Lauridsen is familiar with overseas competition, having wrestled abroad in world championships in Budapest and at mat battles in Estonia, and having trained with some of the best coaches and competition in the world in Greece.

“I mean, it’s fun, it’s a great experience, I love it. But when I go there, I’m dialed in on the tournament,” he said.

Delchev agreed, saying, “He’s a talented kid, but he’s really passionate for the sport. He’s really competitive. He’s really smart, he picks up things right away. That helps. He’s got great technique.”

“When I’m training, my motivation is getting better every day,” Lauridsen said. “Because I want to be a world champ. I mean, I want to succeed after college. That’s what keeps me motivated.” This is more than merely lip service, as he has been training 5-to-6 days a week against all the competitors he can get his hands on, even during the COVID-19  pandemic.
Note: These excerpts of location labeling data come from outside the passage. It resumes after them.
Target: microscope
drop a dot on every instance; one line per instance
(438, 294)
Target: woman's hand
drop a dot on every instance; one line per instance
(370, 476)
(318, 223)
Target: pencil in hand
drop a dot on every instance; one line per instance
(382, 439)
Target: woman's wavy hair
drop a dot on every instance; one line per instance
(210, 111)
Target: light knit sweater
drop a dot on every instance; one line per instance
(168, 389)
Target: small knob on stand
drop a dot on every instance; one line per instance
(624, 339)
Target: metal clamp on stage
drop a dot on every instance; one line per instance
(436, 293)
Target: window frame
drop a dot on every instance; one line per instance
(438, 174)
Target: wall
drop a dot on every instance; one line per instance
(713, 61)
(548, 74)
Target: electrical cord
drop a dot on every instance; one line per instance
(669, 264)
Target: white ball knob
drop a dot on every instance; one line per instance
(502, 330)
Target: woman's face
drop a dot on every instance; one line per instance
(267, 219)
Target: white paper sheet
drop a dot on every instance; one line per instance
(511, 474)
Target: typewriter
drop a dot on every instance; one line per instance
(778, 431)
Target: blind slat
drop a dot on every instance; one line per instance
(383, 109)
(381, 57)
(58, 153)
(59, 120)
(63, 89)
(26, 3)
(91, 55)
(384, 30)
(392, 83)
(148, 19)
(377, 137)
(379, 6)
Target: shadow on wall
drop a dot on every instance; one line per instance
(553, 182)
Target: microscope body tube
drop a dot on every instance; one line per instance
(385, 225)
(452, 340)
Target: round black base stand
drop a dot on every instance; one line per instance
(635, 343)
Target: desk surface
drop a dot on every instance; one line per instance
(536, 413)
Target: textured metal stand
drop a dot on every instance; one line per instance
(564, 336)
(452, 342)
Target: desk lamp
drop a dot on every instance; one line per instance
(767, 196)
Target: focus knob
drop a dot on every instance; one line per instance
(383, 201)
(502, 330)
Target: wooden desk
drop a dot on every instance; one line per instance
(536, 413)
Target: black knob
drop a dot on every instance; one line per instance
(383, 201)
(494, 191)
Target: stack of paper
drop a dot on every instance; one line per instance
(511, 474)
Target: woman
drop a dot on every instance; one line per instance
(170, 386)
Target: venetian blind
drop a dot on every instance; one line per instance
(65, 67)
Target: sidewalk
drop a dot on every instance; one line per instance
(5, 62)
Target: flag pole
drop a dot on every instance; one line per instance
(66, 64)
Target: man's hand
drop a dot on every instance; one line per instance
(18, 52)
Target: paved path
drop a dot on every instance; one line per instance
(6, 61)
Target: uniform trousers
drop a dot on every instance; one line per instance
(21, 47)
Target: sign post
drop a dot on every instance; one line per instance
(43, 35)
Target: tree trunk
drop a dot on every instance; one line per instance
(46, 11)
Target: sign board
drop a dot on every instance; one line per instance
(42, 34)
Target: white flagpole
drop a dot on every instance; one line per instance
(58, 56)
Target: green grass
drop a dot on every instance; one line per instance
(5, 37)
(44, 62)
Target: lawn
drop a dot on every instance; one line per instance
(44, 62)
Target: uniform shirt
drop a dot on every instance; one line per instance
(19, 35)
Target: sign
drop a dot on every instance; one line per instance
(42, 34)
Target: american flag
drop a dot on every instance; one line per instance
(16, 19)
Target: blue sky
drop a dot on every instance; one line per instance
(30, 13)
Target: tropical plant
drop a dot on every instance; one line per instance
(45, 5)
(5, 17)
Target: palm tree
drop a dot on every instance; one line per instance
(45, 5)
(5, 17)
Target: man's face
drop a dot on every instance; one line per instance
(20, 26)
“Kael’s future with us looks very good,” Pokorny said. “He is on track to win four state championships, and I believe he can do it if he stays healthy. He [has] also made good progress in areas that I thought he needed to improve on so far and has more to go. I feel he will get there because of the progress he has made so far.”

Future predicted. Future earned. Future still to come. Lauridsen is ready to take down whatever comes next.